Il faut noter que la liste fournie par Apple n’est pas exhaustive, mais partielle : elle n’intègre que ses 200 principaux sous-traitants. Cette liste compte donc les 17 usines d’assemblages de la firme de Cupertino et de ses partenaires, ainsi qu’un peu moins de 800 sites de production de matériaux ou de composants, soit 97 % de la chaîne de sous-traitance d’Apple.
Assemblage : au plus près des composants et au plus près des clients
Les 17 usines d’assemblage d’Apple peuvent être regroupées en deux catégories : celles qui sont situées au plus près des matériaux et des composants et celles qui sont situées au plus près des clients.
Quatorze de ces usines sont localisées en Chine et sont à une exception près la propriété de sociétés taïwanaises : Foxconn (Hon Hai), Pegatron (ex-Asustek), Quanta ou encore Primax, Foxlink et Inventec. La plupart sont situées à Shenzhen, zone économique spéciale ouverte aux investissements étrangers et centre industriel d’importance mondiale débouchant sur la mer. Les sous-traitants s’installent désormais à proximité immédiate des bassins de travailleurs, à l’intérieur des terres, notamment dans la province du Sichuan ou du Henan.
Chez Foxconn (Chine).
Apple est installée à Cork (Irlande) depuis les années 1980 : elle y produisait à l’époque des Mac, elle y prépare toujours les configurations sur mesure de certaines machines. Apple est toujours présente à Frémont (Californie), mais par l’intermédiaire de Quanta plutôt qu’avec sa propre usine. Enfin, Foxconn a ouvert un centre au Brésil, pour servir le marché sud-américain grandissant sans subir les barrières douanières.

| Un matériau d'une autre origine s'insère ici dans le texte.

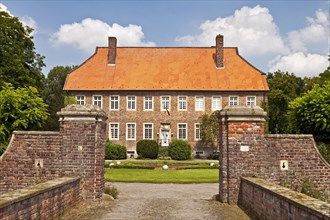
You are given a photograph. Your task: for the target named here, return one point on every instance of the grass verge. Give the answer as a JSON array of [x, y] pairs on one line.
[[162, 176]]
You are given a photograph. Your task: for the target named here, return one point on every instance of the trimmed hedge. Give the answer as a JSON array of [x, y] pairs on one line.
[[115, 151], [180, 150], [147, 149], [163, 153]]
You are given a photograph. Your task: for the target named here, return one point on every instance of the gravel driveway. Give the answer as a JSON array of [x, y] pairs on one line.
[[160, 201]]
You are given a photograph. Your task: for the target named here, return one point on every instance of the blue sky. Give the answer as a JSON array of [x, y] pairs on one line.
[[291, 36]]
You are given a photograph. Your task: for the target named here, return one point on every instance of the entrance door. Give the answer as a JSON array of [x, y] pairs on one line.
[[165, 138]]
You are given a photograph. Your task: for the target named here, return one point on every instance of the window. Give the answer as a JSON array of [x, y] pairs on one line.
[[80, 100], [198, 135], [182, 131], [97, 100], [130, 131], [165, 103], [182, 103], [131, 103], [114, 102], [250, 100], [199, 103], [148, 134], [148, 103], [216, 103], [233, 100], [114, 131]]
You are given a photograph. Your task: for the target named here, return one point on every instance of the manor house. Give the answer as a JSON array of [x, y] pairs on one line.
[[160, 92]]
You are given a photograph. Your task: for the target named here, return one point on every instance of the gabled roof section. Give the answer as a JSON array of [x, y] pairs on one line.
[[147, 68]]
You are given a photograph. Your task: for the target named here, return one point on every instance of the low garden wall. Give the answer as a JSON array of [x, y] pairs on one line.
[[43, 201], [77, 150], [19, 164], [265, 200], [284, 159]]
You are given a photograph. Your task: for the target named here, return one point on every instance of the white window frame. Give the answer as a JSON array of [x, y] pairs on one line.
[[78, 102], [169, 103], [186, 103], [178, 133], [134, 138], [248, 101], [200, 134], [144, 131], [144, 103], [114, 109], [220, 103], [98, 100], [197, 109], [110, 136], [230, 102], [135, 102]]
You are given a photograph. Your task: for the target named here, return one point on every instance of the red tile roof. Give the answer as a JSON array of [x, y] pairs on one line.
[[147, 68]]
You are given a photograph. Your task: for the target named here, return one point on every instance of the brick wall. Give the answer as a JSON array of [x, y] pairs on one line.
[[83, 137], [18, 163], [157, 117], [76, 151], [246, 151], [268, 201], [43, 201]]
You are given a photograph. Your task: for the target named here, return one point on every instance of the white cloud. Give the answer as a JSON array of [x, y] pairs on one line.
[[252, 30], [315, 33], [300, 64], [90, 33], [26, 20]]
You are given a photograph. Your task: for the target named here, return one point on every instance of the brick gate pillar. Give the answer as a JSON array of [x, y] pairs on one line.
[[83, 132], [238, 126]]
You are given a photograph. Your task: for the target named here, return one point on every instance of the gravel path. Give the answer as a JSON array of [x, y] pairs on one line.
[[161, 201]]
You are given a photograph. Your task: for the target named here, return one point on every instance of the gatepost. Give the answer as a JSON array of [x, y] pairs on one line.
[[83, 131], [241, 130]]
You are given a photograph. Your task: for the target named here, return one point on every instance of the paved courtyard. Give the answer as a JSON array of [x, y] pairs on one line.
[[159, 201]]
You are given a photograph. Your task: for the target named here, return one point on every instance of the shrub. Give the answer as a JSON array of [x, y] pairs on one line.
[[163, 153], [114, 151], [112, 191], [2, 149], [147, 149], [214, 156], [180, 150]]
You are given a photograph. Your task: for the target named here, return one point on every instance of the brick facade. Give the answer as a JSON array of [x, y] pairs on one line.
[[76, 151], [246, 151], [158, 117], [44, 201]]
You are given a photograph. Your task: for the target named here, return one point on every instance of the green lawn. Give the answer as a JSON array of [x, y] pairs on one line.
[[162, 176]]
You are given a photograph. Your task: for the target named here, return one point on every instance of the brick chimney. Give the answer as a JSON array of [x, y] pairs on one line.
[[112, 50], [219, 51]]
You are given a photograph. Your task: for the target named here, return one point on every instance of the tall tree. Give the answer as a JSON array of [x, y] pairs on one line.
[[54, 95], [310, 113], [20, 65], [284, 87], [20, 109]]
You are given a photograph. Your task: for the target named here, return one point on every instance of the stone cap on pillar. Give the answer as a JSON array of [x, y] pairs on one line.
[[242, 113], [82, 111]]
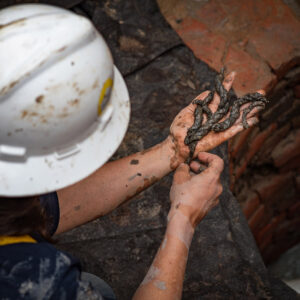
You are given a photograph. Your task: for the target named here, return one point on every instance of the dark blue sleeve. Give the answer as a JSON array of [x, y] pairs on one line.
[[51, 206]]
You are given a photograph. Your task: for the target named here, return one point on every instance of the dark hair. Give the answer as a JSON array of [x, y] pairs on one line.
[[21, 216]]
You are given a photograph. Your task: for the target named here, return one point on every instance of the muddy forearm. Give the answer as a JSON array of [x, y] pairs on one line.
[[164, 279], [113, 184]]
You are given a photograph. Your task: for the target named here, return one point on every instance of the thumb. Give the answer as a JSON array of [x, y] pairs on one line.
[[182, 174]]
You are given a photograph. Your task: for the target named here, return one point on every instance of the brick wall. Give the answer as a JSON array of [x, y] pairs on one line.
[[259, 40], [264, 168]]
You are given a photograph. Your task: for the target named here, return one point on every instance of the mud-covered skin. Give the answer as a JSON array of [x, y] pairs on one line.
[[227, 101]]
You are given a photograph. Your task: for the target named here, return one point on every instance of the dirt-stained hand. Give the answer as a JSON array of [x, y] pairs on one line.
[[185, 119], [194, 195]]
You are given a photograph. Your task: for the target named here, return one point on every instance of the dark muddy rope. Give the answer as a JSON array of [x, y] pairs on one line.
[[227, 101]]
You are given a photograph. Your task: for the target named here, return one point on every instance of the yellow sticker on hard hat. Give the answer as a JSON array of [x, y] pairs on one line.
[[105, 88]]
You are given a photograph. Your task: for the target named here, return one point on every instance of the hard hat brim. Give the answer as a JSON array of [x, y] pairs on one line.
[[43, 174]]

Bref, comme nous le pressentions il y a quelques années, Apple revient progressivement à un modèle mixte, associant puissance de l’industrie chinoise et flexibilité de la desserte locale.
La puissance brute de l’industrie asiatique
« Usine du monde », la Chine accueille 331 sites de production de matériaux ou de composants travaillant avec Apple. On aurait néanmoins tort de penser qu’elle est incontournable : il y a plus de sites de production associés à Apple hors de Chine (417) qu’en Chine (331). Plus que d’industrie chinoise, il faut donc parler d’industrie asiatique.
À la manière du Japon et des quatre dragons, la Chine passe progressivement d’un modèle associant marges faibles et gros volume à un modèle basé sur la forte valeur ajoutée et la production de connaissances. Les entreprises chinoises, mais aussi et surtout les entreprises taïwanaises implantées en Chine commencent ainsi déjà à délocaliser vers les pays émergents de la région. L’enjeu est évidemment économique, la main-d’œuvre des cinq tigres étant encore moins chère que la main-d’œuvre chinoise.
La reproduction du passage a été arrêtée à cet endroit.